CRECI – COMPROMISSO DE REGIME PARA A CIÊNCIA E A INOVAÇÃO 2024-2034
A investigação científica e a inovação são determinantes na capacidade de criar valor e de sustentar as alterações estruturais que contribuem para que o país se modernize e seja mais informado, produtivo e competitivo – condições fundamentais para aumentar o rendimento dos residentes em Portugal.
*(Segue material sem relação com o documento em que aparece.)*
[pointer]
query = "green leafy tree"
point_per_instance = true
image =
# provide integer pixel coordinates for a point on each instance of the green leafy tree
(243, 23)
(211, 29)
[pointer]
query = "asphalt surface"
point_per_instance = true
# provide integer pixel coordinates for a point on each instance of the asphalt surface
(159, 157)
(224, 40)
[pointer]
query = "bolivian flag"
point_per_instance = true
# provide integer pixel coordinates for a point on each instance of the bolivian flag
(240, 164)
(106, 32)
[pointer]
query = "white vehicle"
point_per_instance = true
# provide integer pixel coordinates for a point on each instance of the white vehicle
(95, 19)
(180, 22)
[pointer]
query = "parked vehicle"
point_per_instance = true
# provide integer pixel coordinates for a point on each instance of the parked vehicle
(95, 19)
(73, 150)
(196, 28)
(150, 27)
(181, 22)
Numa sociedade cada vez mais qualificada, só o apoio à Ciência e Inovação (C&I) pode garantir um sistema de ensino moderno e atualizado e melhores empregos e salários, à semelhança das economias mais desenvolvidas.
Reconhecendo esta importância, os países mais desenvolvidos têm políticas plurianuais e suprapartidárias, capazes de atrair recursos humanos altamente diferenciados, o que se traduz em grandes vantagens económicas e sociais e os posiciona como líderes na criação de uma economia verde, digitalizada e altamente produtiva.
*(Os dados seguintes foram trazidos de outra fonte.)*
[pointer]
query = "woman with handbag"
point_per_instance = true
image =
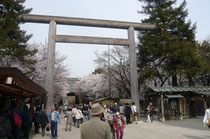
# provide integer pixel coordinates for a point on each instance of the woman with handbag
(206, 118)
(78, 116)
(118, 124)
(43, 120)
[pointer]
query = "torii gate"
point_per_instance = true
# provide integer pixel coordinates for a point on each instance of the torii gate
(53, 38)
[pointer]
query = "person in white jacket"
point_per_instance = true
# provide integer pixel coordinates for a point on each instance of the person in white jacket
(206, 116)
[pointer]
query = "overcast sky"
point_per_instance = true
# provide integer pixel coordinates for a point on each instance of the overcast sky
(80, 56)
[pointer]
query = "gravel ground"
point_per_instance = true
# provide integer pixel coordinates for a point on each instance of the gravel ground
(178, 129)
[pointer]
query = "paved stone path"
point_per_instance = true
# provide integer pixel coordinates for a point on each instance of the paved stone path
(143, 130)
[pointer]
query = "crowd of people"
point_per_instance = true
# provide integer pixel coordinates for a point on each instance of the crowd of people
(74, 115)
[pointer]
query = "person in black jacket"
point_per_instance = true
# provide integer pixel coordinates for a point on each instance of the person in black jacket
(36, 120)
(26, 121)
(128, 113)
(43, 120)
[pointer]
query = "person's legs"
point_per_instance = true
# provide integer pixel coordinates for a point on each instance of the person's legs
(148, 119)
(36, 125)
(126, 118)
(151, 119)
(118, 133)
(78, 123)
(66, 127)
(26, 134)
(56, 129)
(52, 130)
(43, 130)
(129, 118)
(15, 132)
(74, 121)
(121, 132)
(136, 117)
(70, 127)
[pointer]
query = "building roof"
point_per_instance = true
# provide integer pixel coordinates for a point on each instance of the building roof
(178, 89)
(19, 83)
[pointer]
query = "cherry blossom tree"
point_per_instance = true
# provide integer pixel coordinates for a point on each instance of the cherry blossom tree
(115, 65)
(61, 71)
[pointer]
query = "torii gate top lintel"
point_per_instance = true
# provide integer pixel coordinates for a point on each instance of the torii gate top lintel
(53, 38)
(85, 22)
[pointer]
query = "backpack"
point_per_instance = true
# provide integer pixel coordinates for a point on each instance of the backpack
(17, 120)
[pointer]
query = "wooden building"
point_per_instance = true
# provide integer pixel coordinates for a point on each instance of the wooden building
(178, 102)
(16, 87)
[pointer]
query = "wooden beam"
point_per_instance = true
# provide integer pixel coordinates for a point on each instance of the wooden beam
(86, 22)
(91, 40)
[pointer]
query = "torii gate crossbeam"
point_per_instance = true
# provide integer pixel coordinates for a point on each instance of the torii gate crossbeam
(53, 38)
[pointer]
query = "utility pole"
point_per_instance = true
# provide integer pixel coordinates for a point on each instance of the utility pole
(109, 70)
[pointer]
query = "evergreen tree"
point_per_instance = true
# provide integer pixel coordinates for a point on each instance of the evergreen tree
(168, 52)
(13, 40)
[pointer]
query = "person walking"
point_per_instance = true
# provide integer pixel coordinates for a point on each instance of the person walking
(69, 116)
(206, 118)
(134, 112)
(85, 113)
(119, 125)
(43, 120)
(36, 119)
(151, 111)
(115, 108)
(148, 114)
(78, 116)
(95, 128)
(121, 109)
(74, 109)
(26, 121)
(110, 117)
(54, 118)
(128, 112)
(15, 113)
Para que a Ciência nacional possa cumprir o seu potencial, é essencial enfrentar desafios estruturais, já amplamente diagnosticados,,que reúnem o consenso de toda a comunidade científica e que não são mais do que medidas racionais, reconhecidas nas políticas europeias, que outros países aplicam há décadas.
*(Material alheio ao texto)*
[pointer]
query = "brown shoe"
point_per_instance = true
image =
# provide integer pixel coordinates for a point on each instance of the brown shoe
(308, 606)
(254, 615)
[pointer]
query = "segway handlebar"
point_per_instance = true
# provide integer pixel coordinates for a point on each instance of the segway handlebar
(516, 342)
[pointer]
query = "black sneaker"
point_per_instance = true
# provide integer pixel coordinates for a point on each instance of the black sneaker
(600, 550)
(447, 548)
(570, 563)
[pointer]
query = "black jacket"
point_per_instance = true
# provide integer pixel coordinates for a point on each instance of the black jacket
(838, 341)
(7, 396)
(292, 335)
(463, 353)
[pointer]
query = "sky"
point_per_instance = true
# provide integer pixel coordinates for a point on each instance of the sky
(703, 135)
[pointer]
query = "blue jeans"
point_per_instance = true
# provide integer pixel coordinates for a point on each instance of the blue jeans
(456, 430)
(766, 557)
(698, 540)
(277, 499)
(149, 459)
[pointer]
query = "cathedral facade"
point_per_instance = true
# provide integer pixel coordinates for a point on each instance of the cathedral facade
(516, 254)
As reformas e melhorias que propomos no Compromisso de Regime para a Ciência e Inovação 2024-2034 (CRECI 2024-2034) são determinantes para evitar o desgaste e a frustração da comunidade científica, para atrair e reter talento e para a sua mobilização e reforço da sua relação com a sociedade, aumentando a competitividade e o desenvolvimento do país, abrindo caminho a uma sociedade mais justa, segura, resiliente, sustentável e digital, articulada alinhada com o “European Green Deal” e com os demais países da União Europeia (UE).
Propomos:
1) Financiamento para a ciência e inovação igual ou superior a 3% do PIB, em linha com o tratado de Lisboa e com as promessas de sucessivos governos, ultrapassando os 2% do PIB em 2025, os 2,5%, em 2027, e chegando aos 3% antes do fim de 2030. A este investimento poderão acrescentar-se os fundos estruturais de apoio à redução das assimetrias sociais e territoriais e ao desenvolvimento de aplicações, em áreas chave, mas o financiamento estrutural do sistema científico não pode ser secundarizado em relação a estratégias e programas pontuais, nem pode continuar refém de ciclos (nacionais ou europeus) e de preferências políticas.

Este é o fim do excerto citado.